According to Alex Lauerman of TrustFoundry, the older 3.3 branch of this tool is vulnerable to SQL and LDAP injection attacks (CVE-2015-6537, CVE-2015-6538). Other versions may also be affected but were not tested yet.

Critical Medical Equipment Vulnerable to LDAP and SQL Injection Attacks

Vulnerabilities lead to attackers gaining admin-level access

Attackers can enter SQL commands in the Cardio Server’s login page, and due to improper input filtering, use this flaw to grant them access to the administrative account.

The same page is also vulnerable to LDAP injection attacks, allowing attackers to force the Cardio Server to perform an LDAP query to the IP address of the attacker’s choice. Just like the SQL injection, attackers can leverage the improperly sanitized login fields to launch this attack.

The most recent version of the Epiphany Cardio Server is 5.x, and the affected version 3.3 is considered out of date by its maker.
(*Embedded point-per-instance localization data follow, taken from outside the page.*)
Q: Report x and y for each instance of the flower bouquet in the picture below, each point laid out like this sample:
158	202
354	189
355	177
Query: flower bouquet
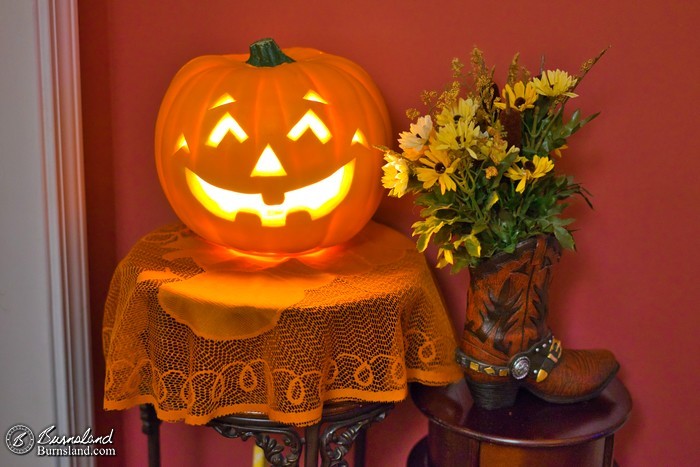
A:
482	162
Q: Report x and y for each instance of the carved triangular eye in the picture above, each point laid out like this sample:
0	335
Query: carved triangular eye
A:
182	144
226	125
310	121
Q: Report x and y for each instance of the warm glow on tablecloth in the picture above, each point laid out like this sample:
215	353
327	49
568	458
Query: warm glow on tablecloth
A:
200	331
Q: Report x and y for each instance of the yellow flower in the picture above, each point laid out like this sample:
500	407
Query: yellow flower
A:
457	136
395	175
414	141
439	169
555	83
464	110
518	97
531	170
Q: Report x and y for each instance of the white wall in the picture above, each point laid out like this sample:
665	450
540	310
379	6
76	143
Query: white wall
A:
42	286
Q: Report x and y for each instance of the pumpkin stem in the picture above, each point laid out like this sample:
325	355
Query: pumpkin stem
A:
266	52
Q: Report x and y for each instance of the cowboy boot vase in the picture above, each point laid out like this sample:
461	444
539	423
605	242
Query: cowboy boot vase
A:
507	345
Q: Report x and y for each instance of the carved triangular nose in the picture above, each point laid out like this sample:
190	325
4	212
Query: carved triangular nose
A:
268	165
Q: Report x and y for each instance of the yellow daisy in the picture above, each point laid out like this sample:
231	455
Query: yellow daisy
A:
395	176
530	170
518	97
413	142
457	136
555	83
438	169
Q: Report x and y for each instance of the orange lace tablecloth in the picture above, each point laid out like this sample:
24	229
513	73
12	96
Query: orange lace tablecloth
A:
201	332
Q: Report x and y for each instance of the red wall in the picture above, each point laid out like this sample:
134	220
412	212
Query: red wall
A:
631	285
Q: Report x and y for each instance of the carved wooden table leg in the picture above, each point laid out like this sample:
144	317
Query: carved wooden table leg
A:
341	431
150	426
263	431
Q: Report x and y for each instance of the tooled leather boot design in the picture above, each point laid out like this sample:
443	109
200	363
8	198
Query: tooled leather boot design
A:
507	344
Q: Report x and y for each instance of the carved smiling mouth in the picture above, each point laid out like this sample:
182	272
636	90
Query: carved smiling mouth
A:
317	199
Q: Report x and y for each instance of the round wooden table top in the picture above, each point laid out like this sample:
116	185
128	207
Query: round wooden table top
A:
531	422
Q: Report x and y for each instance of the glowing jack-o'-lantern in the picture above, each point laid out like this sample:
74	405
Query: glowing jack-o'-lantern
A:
272	154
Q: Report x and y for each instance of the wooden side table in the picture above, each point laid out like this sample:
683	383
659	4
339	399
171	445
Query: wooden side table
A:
531	433
342	425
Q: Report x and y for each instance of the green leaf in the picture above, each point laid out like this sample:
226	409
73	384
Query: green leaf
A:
564	237
473	246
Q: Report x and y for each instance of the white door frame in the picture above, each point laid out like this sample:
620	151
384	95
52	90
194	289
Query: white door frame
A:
65	202
44	321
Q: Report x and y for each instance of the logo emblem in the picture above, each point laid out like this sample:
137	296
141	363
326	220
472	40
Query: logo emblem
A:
20	439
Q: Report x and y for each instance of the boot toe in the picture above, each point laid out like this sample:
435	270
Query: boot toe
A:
580	375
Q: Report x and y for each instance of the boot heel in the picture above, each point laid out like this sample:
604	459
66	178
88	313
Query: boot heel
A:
491	396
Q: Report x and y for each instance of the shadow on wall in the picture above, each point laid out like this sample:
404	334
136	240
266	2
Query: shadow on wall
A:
98	161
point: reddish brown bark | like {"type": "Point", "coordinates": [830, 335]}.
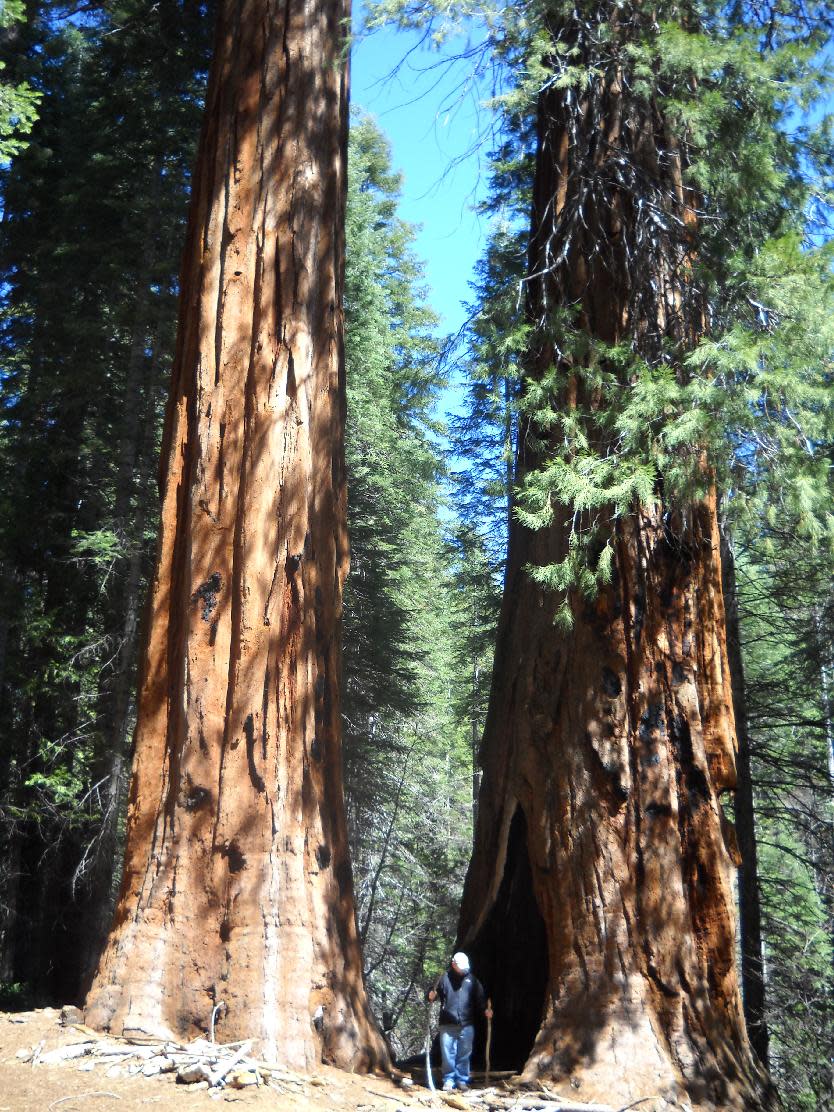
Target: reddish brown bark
{"type": "Point", "coordinates": [237, 882]}
{"type": "Point", "coordinates": [599, 905]}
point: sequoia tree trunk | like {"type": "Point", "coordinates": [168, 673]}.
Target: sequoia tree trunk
{"type": "Point", "coordinates": [750, 902]}
{"type": "Point", "coordinates": [598, 905]}
{"type": "Point", "coordinates": [237, 884]}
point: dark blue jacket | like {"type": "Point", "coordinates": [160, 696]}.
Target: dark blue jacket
{"type": "Point", "coordinates": [462, 998]}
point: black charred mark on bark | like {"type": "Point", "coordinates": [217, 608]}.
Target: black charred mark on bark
{"type": "Point", "coordinates": [264, 715]}
{"type": "Point", "coordinates": [254, 774]}
{"type": "Point", "coordinates": [697, 786]}
{"type": "Point", "coordinates": [681, 738]}
{"type": "Point", "coordinates": [234, 856]}
{"type": "Point", "coordinates": [207, 594]}
{"type": "Point", "coordinates": [612, 684]}
{"type": "Point", "coordinates": [324, 702]}
{"type": "Point", "coordinates": [639, 614]}
{"type": "Point", "coordinates": [344, 877]}
{"type": "Point", "coordinates": [658, 810]}
{"type": "Point", "coordinates": [651, 722]}
{"type": "Point", "coordinates": [197, 797]}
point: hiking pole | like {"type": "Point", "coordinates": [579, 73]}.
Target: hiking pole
{"type": "Point", "coordinates": [489, 1039]}
{"type": "Point", "coordinates": [428, 1035]}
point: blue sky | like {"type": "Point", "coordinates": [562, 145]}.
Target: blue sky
{"type": "Point", "coordinates": [433, 118]}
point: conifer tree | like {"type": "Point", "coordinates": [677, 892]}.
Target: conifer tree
{"type": "Point", "coordinates": [237, 884]}
{"type": "Point", "coordinates": [603, 853]}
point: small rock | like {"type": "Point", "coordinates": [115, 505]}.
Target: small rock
{"type": "Point", "coordinates": [194, 1073]}
{"type": "Point", "coordinates": [66, 1053]}
{"type": "Point", "coordinates": [241, 1079]}
{"type": "Point", "coordinates": [158, 1064]}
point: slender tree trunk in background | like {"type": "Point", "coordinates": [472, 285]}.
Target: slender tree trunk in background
{"type": "Point", "coordinates": [237, 881]}
{"type": "Point", "coordinates": [137, 462]}
{"type": "Point", "coordinates": [598, 905]}
{"type": "Point", "coordinates": [750, 906]}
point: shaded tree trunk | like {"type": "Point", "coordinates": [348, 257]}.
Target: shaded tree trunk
{"type": "Point", "coordinates": [237, 882]}
{"type": "Point", "coordinates": [598, 905]}
{"type": "Point", "coordinates": [750, 903]}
Version 3.3 also requires Microsoft Windows Server 2003, another EOL product.

While this would be a non-factor in many industries, the healthcare sector is known to have extremely inconsistent and downright negligent security practices, as many reports have shown in the past. It would be no surprise to anybody if more than a few hospitals or clinics were still running Windows Server 2003 with an older version of the Cardio Server.